My experience is that SQL based systems work best up to a few 100 millions of records in the largest tables (a few billion at most), and with transactions per second is less than about 10000. Around those volumes is where SQL start to get really expensive.

And often SQL is used for use cases where number of records per table of less than 10 million and transactions per second in the low hundreds or lower.

But I'm probably biased in the opposite direction that you are. For me, performance usually means efficient joins. Which means that even if I'm leaving RDBMS's behind, I still use SQL where I can (such as in Spark).

This is true, it's also very difficult to do in most business situations (getting the schema right from the get go).
It's hard but it's still possible to change it. It's just very important to do it carefully and knowing what the consequences are. I have had to iterate NoSQL schemas several times, and I always prefer do treat their evolution as migrations done out-of-hours
Which seems to imply a static schema, known more-or-less perfectly at the outset, and unchanging thereafter. That is obviously unreasonable. Application data structures change as new requirements arise, and as existing requirements become better understood.
> Which seems to imply a static schema, known more-or-less perfectly at the outset, and unchanging thereafter. That is obviously unreasonable.
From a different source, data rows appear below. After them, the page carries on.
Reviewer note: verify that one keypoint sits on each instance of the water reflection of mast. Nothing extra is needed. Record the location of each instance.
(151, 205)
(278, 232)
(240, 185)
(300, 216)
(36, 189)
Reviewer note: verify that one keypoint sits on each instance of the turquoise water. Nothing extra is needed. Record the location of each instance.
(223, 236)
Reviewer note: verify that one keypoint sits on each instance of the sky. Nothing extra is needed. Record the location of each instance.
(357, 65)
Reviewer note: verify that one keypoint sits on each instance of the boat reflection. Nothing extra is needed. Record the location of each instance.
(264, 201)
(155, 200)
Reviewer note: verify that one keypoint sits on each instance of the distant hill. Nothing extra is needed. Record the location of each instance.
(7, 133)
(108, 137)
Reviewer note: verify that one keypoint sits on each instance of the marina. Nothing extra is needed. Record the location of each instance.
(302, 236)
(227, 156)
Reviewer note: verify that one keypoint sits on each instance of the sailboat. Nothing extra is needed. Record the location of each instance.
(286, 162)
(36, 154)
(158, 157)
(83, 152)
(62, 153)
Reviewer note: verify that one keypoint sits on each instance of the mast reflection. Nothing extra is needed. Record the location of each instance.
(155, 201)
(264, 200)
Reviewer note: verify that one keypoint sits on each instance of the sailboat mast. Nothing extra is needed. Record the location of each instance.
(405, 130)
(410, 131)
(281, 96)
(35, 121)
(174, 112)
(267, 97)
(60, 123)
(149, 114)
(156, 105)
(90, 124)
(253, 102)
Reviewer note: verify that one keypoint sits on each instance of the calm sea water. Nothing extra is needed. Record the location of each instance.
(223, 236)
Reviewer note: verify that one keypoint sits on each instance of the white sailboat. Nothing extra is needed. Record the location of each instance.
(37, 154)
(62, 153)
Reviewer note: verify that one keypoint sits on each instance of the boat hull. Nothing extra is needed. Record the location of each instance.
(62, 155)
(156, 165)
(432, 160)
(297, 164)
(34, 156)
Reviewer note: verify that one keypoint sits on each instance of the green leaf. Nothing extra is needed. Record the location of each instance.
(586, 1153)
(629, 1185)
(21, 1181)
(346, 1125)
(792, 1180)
Is it? Most of AWS runs on NoSQL databases, and continues to ship new features that do not fit into existing schema. This assertion then is clearly incorrect.

Most databases are still kinda crap. Either it's hard to scale them or maintain them, hard to know the right way to use them, or they strip out useful functionality for the sake of simplicity, forcing reinventing the wheel. We haven't got much actually novel design since like 2006. There's some people trying to bolt on top of/around/under existing databases for backwards compatibility or to avoid reinventing, but not really much actual novel design for a whole database.

Computer Science research seems to either be fully academic, where research into practical solutions doesn't happen, or it's limited to private companies trying to solve one business problem. Very little actual advancement of the state of the art, or solving of long standing limitations.

Explicit schema is the most important feature to drop.

You cannot have a live service that is interrupted by database modifications.

My solution is to use JSON.

But the most important feature to add is HTTP as transport and async-to-async (both client and server needs to only use a thread when they are doing work, zero idling): To scale a distributed database across continents:

2000 line distributed DB: http://root.rupy.se

> You cannot have a live service that is interrupted by database modifications.

So don't do that, then. Designing database migrations to be non-breaking is part of the game and if you're not doing it, you can't claim to understand the technology you're replacing. Not having an explicit schema doesn't mean you don't have to think about your schema. It just means you've chucked out all the tooling for keeping it sane.

It may be the most important feature to drop, for some.

It's certainly the most important feature to KEEP for others.

Schemas allow you to keep the more critical business relationships consistent. For variable data elements, you can always use JSON columns for that.